The so-called "node-based containers" (list, set, map...) are the most robust container WRT iterator invalidation: they only invalidate iterators to deleted elements (there is no way for these iterators not be invalidated).
In this case you should check that the element you are about to delete isn't actually *it.
I am not quite sure what you are trying really to do with your loop.
From looking at your code, I think that your ++it is causing the problem. You are assigning it to a place that might have been deleted. move it to the end, after the if statement and test. like so:
for(std::multimap<int, int>::iterator it=m.begin(); it!=m.end();) {
printf("%d %d\n", (*it).first, (*it).second);
if( (*it).second == 3 ) {
//m.erase(0); //case 1
m.erase(1); //case 2
}
++it;
}
(Edited)
for(std::multimap<int, int>::iterator it=m.begin(); it!=m.end();) {
printf("%d %d\n", (*it).first, (*it).second);
++it;
if( (*it).second == 3 ) {
//m.erase(0); //case 1
m.erase(1); //case 2
}
}
In addition to invalidation of it iterator due to m.erase that may occur depending on the contents of multimap (already covered in another answer) there is always the problem that you dereference m.end() iterator on the last iteration of your for loop when you do if( (*it).second == 3 ) each time you run your program.
I suggest to run and debug with debug builds.
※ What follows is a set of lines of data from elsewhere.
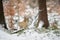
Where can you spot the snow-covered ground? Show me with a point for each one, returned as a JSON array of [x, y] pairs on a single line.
[[35, 34]]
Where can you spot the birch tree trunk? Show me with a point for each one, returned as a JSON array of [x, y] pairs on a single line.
[[2, 19], [43, 13]]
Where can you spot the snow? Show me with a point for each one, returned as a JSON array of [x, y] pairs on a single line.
[[32, 33]]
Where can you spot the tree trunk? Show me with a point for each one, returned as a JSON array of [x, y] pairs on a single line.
[[43, 13], [2, 19]]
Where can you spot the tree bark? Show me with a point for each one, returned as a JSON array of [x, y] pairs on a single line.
[[43, 13], [2, 19]]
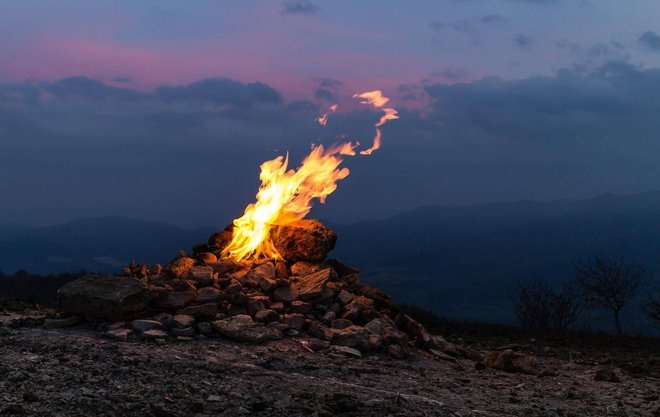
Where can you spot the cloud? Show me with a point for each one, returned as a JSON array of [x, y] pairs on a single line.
[[454, 74], [222, 91], [299, 7], [330, 83], [539, 2], [462, 26], [166, 157], [493, 19], [88, 88], [650, 41], [323, 94], [523, 42]]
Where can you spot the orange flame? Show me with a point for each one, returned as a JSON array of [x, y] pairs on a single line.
[[286, 195], [323, 119]]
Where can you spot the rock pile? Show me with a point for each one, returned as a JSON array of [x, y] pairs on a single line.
[[205, 294]]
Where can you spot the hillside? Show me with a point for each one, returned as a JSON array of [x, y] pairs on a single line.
[[464, 261], [99, 244], [461, 262]]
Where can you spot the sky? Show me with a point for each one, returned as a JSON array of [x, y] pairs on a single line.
[[164, 110]]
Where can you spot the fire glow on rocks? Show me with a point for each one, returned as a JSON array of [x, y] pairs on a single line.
[[286, 196]]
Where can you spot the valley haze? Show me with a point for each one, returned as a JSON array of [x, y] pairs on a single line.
[[459, 262]]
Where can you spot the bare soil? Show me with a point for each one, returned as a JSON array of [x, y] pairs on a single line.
[[74, 372]]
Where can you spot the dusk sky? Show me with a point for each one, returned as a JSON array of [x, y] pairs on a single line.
[[164, 109]]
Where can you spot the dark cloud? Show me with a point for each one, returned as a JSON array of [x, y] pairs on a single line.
[[27, 92], [605, 50], [436, 25], [574, 134], [540, 2], [330, 83], [222, 91], [566, 45], [88, 88], [523, 42], [650, 41], [323, 94], [493, 19], [455, 74], [461, 26], [299, 7]]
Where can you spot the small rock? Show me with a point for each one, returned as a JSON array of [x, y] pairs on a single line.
[[154, 334], [302, 268], [375, 341], [328, 317], [347, 351], [243, 329], [285, 294], [354, 336], [344, 297], [441, 355], [266, 316], [342, 324], [262, 276], [396, 351], [175, 299], [179, 266], [378, 325], [207, 295], [311, 286], [606, 374], [207, 257], [281, 327], [277, 306], [165, 319], [254, 306], [294, 321], [120, 335], [141, 326], [180, 321], [205, 311], [184, 331], [317, 345], [202, 275], [320, 331], [235, 310], [510, 361], [392, 336], [205, 328], [59, 323]]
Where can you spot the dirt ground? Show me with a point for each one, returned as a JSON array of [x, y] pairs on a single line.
[[75, 372]]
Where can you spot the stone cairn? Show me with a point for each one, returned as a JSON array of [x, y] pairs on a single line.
[[321, 303]]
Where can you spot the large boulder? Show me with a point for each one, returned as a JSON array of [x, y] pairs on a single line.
[[104, 297], [304, 240]]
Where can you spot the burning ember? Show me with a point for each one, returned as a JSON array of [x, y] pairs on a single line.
[[286, 195]]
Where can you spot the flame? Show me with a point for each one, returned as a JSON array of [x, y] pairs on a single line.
[[286, 195], [323, 119]]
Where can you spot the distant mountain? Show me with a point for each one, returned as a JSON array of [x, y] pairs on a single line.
[[464, 262], [461, 262], [100, 244]]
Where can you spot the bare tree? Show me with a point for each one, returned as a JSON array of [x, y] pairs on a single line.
[[537, 306], [609, 284], [652, 307]]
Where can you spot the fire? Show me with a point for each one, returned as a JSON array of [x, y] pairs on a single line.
[[286, 195]]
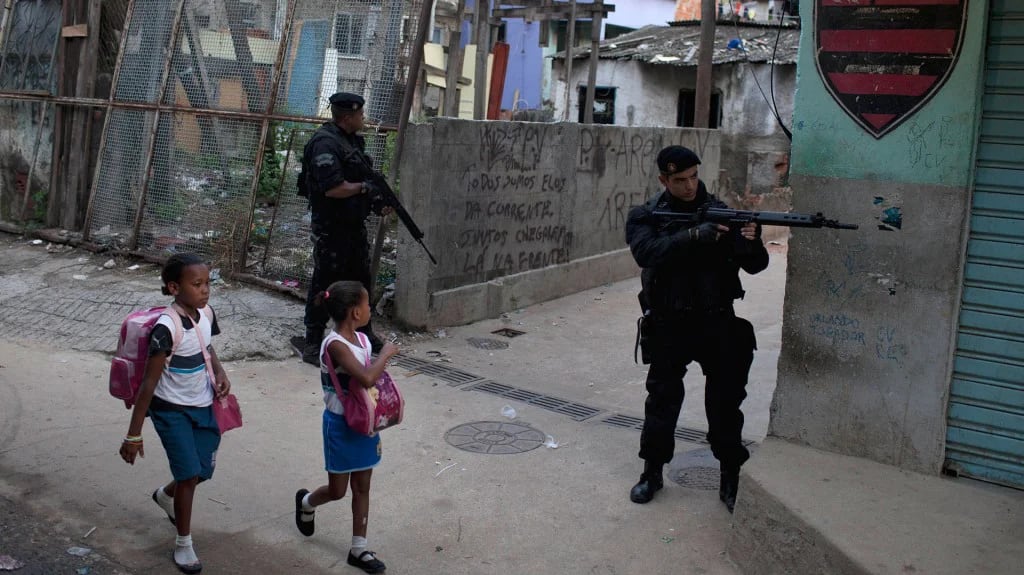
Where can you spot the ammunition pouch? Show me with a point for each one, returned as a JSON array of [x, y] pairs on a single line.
[[644, 341]]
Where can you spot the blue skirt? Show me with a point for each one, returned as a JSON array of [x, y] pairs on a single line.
[[345, 450]]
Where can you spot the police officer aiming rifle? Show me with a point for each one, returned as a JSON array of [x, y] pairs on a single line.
[[690, 277], [335, 177]]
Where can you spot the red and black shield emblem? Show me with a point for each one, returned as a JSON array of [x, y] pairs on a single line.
[[884, 59]]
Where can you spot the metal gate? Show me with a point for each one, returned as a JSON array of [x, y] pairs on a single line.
[[985, 435]]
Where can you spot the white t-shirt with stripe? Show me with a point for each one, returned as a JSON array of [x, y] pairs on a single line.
[[184, 381]]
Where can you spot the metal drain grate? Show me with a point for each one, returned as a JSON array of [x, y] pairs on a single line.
[[697, 477], [685, 434], [454, 377], [577, 411]]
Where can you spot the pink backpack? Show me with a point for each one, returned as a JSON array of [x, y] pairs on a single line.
[[364, 413], [128, 365]]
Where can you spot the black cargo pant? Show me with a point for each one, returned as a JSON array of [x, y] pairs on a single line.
[[723, 345], [337, 257]]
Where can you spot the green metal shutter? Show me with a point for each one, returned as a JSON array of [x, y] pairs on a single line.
[[985, 437]]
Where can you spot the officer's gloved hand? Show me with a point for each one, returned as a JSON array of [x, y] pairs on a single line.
[[707, 232]]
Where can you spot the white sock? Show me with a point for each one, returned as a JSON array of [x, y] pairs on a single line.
[[358, 545], [166, 501], [183, 551]]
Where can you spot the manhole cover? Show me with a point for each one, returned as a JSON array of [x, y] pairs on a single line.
[[485, 343], [696, 478], [495, 437]]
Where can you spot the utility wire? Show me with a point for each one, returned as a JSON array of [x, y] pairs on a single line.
[[771, 77]]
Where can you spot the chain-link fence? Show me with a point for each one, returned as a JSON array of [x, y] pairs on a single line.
[[212, 101]]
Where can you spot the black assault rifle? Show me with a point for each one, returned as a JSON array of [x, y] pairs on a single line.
[[381, 194], [740, 217]]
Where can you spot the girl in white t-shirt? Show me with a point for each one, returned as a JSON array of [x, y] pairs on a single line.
[[176, 394], [349, 456]]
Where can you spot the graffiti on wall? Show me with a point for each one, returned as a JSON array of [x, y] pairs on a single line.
[[882, 60], [510, 216]]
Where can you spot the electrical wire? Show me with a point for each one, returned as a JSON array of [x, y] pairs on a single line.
[[771, 78]]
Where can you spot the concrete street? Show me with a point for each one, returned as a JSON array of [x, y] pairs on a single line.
[[435, 507]]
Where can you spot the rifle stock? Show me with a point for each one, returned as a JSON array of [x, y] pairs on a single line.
[[384, 194], [739, 217]]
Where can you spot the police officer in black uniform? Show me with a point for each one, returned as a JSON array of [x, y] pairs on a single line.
[[690, 278], [335, 168]]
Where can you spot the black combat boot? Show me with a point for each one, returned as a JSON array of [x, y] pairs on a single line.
[[650, 481], [727, 487]]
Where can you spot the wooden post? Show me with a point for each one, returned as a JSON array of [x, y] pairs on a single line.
[[706, 60], [481, 32], [595, 46], [455, 64], [416, 62], [569, 44]]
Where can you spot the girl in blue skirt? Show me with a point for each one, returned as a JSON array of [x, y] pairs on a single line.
[[350, 457]]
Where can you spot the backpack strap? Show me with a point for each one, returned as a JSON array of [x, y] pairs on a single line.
[[364, 343], [176, 311], [177, 333]]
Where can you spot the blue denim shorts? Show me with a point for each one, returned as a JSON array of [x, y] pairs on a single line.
[[190, 438]]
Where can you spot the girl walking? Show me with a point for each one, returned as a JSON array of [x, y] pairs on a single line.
[[349, 456], [176, 394]]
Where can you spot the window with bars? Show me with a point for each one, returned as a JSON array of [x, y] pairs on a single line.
[[604, 103], [348, 35]]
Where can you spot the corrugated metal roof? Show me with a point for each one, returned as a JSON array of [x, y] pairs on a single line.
[[678, 44]]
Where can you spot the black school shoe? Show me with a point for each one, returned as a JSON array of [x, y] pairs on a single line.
[[728, 488], [367, 562], [305, 527]]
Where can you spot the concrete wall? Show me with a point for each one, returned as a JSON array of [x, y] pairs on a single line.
[[519, 213], [648, 95], [869, 314]]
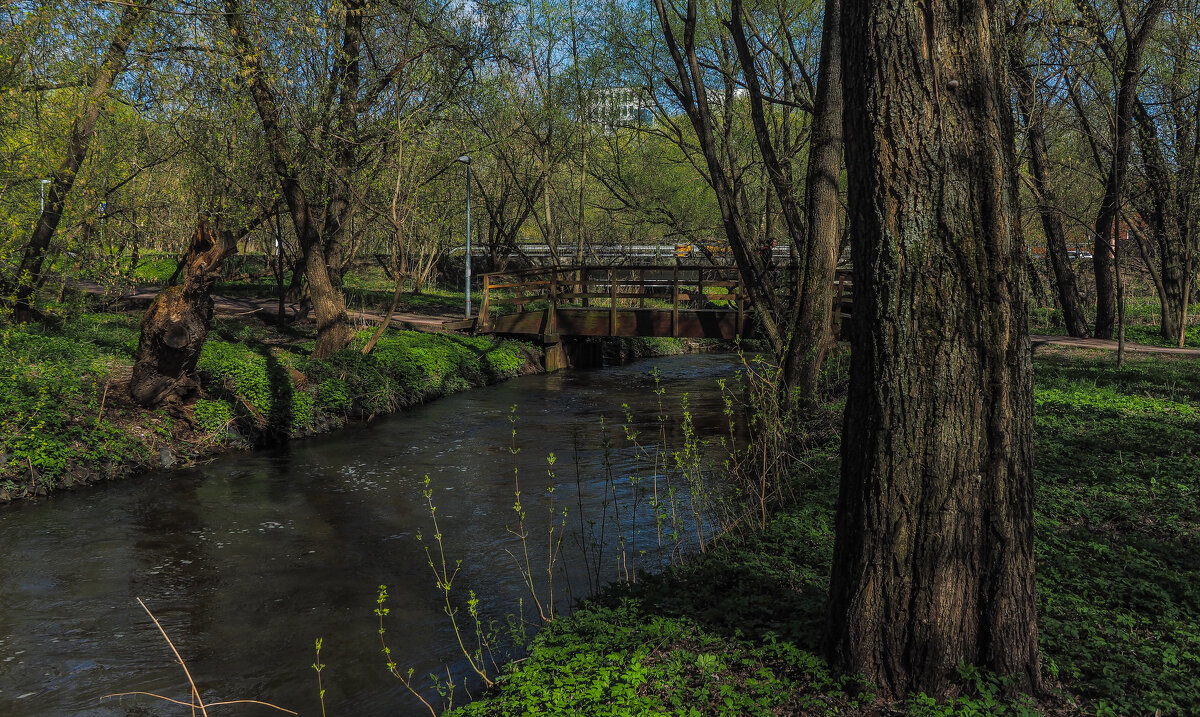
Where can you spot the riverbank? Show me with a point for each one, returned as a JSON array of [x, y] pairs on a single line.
[[66, 421], [737, 631]]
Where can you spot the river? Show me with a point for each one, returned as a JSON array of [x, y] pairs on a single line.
[[249, 559]]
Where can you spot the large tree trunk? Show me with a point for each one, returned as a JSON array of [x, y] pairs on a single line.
[[82, 130], [177, 324], [934, 555], [1044, 193]]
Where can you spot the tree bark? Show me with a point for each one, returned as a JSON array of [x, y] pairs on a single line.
[[83, 128], [177, 324], [934, 554]]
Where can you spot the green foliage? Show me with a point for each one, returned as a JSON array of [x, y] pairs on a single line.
[[623, 660], [408, 367], [736, 630], [155, 269], [984, 698], [261, 383], [1119, 556], [213, 416], [51, 392]]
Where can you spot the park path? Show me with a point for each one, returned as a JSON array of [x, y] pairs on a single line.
[[1108, 344], [142, 296]]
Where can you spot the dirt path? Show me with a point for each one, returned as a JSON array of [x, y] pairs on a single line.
[[1105, 344], [228, 306]]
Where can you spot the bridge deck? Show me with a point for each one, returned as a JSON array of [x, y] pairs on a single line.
[[575, 301]]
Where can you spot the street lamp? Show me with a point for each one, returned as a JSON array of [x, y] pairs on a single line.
[[466, 160]]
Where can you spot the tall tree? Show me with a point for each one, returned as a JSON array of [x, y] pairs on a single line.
[[1044, 193], [1127, 65], [934, 554], [83, 128]]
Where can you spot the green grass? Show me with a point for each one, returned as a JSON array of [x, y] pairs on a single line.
[[737, 631], [60, 422]]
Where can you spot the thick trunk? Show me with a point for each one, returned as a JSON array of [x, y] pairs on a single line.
[[175, 325], [82, 130], [1044, 193], [934, 555]]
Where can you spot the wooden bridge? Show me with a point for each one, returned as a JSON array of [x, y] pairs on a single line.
[[689, 301]]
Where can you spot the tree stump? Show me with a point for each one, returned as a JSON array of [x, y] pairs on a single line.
[[175, 325]]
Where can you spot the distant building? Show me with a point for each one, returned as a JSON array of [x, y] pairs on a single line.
[[621, 107]]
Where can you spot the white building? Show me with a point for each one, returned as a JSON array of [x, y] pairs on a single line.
[[621, 107]]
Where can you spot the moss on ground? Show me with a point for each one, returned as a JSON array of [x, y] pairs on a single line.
[[65, 417]]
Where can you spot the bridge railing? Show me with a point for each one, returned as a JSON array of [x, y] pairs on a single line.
[[693, 288], [612, 288]]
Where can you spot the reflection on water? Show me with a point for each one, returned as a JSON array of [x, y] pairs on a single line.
[[249, 559]]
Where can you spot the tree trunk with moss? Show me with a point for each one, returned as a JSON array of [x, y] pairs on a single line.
[[934, 554], [177, 324]]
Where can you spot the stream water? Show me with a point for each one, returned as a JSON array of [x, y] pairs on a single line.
[[249, 559]]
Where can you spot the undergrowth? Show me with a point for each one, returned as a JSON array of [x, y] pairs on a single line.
[[64, 415], [736, 631]]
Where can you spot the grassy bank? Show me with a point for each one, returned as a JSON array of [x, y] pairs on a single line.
[[737, 631], [65, 417]]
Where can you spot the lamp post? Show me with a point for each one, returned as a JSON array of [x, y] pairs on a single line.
[[466, 160]]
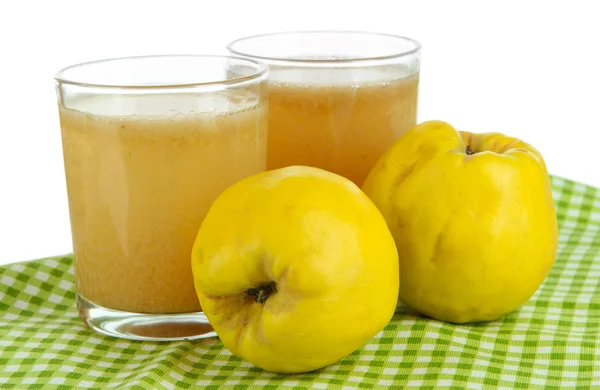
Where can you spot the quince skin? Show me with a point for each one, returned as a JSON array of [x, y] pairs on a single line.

I'm almost sure that every sane standard library implementation should contain assert to detect end() dereferencing.
Some guys above already have answered that you are playing with a fire.
Also, I think you are forgetting that multimap is ordered map, so you are iterating from the smallest keys to the largest ones. Therefore in the first case you remove keys after printing some of them, but in the second case you are remove just before going to them.